In today’s Wall Street Journal, the editorial page looks over the field of Republican presidential candidates and finds them all wanting. The Journal’s editors analyze the strengths and weaknesses of each of the three viable candidates remaining and worry whether any of them can unite the party and articulate policies that will put forward an agenda for growth and restraint of federal spending. They conclude saying that “if the current field isn’t up to that, perhaps someone still off the field will step in and run. Now would be the time.”
While the Journal is pretty much on target with all of its criticisms of Michele Bachmann, Rick Perry and Mitt Romney, conservatives who cling to the illusion someone better than these three will miraculously jump in from the sidelines are kidding themselves. The Republican nominee who will face off against Barack Obama in November 2012 will be named either Bachmann, Perry or Romney and whether they like it or not, those who believe the president ought not to be re-elected are going to have to make a choice among them.
The Journal is especially critical of Bachmann whom they accuse of opportunism for failing to enthusiastically back Paul Ryan’s budget proposal and of spinning fantasies during the course of her opposition to any compromise proposal (including those put forward by her own party), during the debt ceiling crisis.
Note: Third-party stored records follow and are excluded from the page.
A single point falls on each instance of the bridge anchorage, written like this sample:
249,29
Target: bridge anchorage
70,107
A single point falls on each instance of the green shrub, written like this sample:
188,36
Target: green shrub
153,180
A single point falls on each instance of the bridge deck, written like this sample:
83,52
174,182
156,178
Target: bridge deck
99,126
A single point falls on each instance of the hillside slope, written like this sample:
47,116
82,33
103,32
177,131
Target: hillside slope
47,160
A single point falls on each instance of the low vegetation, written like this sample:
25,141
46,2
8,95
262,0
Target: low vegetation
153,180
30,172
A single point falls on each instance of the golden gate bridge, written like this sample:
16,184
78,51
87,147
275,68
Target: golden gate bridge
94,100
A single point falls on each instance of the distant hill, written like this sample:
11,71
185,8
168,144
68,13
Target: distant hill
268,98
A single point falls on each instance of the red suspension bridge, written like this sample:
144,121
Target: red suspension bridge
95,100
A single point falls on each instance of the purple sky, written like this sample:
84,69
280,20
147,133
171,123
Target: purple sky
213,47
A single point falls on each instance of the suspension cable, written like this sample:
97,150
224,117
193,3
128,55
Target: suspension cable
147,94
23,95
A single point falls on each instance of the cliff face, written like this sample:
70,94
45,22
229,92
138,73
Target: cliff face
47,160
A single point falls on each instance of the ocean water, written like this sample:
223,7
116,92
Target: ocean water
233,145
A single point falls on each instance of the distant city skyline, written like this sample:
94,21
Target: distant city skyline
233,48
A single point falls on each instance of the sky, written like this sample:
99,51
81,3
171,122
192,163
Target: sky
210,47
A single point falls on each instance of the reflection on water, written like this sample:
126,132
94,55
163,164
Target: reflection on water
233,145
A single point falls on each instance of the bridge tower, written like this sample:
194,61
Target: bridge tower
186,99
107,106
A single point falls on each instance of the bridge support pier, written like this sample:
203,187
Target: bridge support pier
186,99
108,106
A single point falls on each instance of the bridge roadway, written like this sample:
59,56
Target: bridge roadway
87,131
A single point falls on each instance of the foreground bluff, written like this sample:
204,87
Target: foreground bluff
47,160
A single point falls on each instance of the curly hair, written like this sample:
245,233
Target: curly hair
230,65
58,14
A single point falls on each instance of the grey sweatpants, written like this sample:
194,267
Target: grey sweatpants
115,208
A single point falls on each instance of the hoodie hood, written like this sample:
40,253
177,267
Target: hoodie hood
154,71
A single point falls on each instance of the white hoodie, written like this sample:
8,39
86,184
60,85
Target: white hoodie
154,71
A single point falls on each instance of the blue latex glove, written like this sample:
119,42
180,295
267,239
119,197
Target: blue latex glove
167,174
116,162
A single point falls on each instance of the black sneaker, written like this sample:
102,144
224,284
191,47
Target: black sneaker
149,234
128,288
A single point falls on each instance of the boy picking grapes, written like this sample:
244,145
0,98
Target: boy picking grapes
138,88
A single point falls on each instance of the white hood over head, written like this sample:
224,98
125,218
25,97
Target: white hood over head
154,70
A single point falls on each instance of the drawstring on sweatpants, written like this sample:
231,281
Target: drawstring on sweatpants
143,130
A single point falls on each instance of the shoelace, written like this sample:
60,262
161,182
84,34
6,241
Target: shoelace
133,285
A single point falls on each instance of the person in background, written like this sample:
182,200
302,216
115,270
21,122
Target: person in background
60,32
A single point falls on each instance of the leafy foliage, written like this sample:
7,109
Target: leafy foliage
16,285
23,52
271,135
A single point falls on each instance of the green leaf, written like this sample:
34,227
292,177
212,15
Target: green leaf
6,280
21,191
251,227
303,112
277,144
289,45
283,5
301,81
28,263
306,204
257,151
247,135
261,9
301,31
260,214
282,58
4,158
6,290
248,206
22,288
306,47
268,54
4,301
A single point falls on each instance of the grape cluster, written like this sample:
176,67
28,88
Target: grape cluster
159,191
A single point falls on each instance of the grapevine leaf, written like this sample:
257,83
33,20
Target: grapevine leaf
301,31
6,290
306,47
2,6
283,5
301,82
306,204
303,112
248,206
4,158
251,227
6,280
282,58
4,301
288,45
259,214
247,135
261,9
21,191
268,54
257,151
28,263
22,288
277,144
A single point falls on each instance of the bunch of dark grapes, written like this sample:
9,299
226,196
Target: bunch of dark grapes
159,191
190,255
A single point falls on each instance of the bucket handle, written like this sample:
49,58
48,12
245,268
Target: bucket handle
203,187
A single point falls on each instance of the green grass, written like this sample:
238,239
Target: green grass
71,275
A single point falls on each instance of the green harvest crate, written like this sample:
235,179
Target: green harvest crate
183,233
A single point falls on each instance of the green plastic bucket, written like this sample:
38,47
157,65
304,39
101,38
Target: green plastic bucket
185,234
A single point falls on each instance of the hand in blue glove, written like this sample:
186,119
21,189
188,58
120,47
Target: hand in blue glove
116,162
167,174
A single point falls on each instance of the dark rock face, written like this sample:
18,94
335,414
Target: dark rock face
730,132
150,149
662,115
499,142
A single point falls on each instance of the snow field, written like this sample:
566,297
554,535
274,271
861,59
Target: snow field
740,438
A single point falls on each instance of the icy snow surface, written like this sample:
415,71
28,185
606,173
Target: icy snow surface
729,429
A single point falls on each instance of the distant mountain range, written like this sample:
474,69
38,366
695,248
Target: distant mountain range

While the editors noted her propensity for gaffes that will make her a hard sell outside of those they describe as members of “Fox Nation,” their most serious accusation is she is an inexperienced ideologue who is, in effect, a conservative version of Barack Obama.
The editorial is less critical of Perry, whose experience as governor of Texas they praise. But they worry his “Lone Star swagger” will make it difficult to win over independents. They also see his “muscular religiosity” as a potential problem.
As for Mitt Romney, the Journal doesn’t so much criticize him as dismiss him. He is described as “weak” and a man who has provided “little evidence that he has convictions beyond faith in his own technocratic expertise.” Ouch.
All this may be true, but the Journal’s desire to seek a viable Republican alternative to the trio is just as much a fantasy as Michele Bachmann’s belief the S&P credit downgrade vindicated her refusal to raise the debt ceiling under any circumstances. Though it is theoretically possible for someone like Paul Ryan, Marco Rubio or Chris Christie (the trio of GOP heavy hitters who the Journal and likeminded conservatives still wish would run for president) to still get in, at this point it would be difficult if not impossible to do so successfully. And that is leaving aside the fact none of those three seem to want to run.
The time for dreaming about the perfect candidate is over. Even if such a person existed, they aren’t running. Bachmann, Perry and Romney all have drawbacks that might, under other circumstances, make it hard to imagine them being nominated, let alone elected president. Yet one of them will be nominated next year, and that person will, depending on the state of the economy, have a good chance of taking the oath in January 2013. Conservatives have a tough choice to make in the coming months. But choose they must.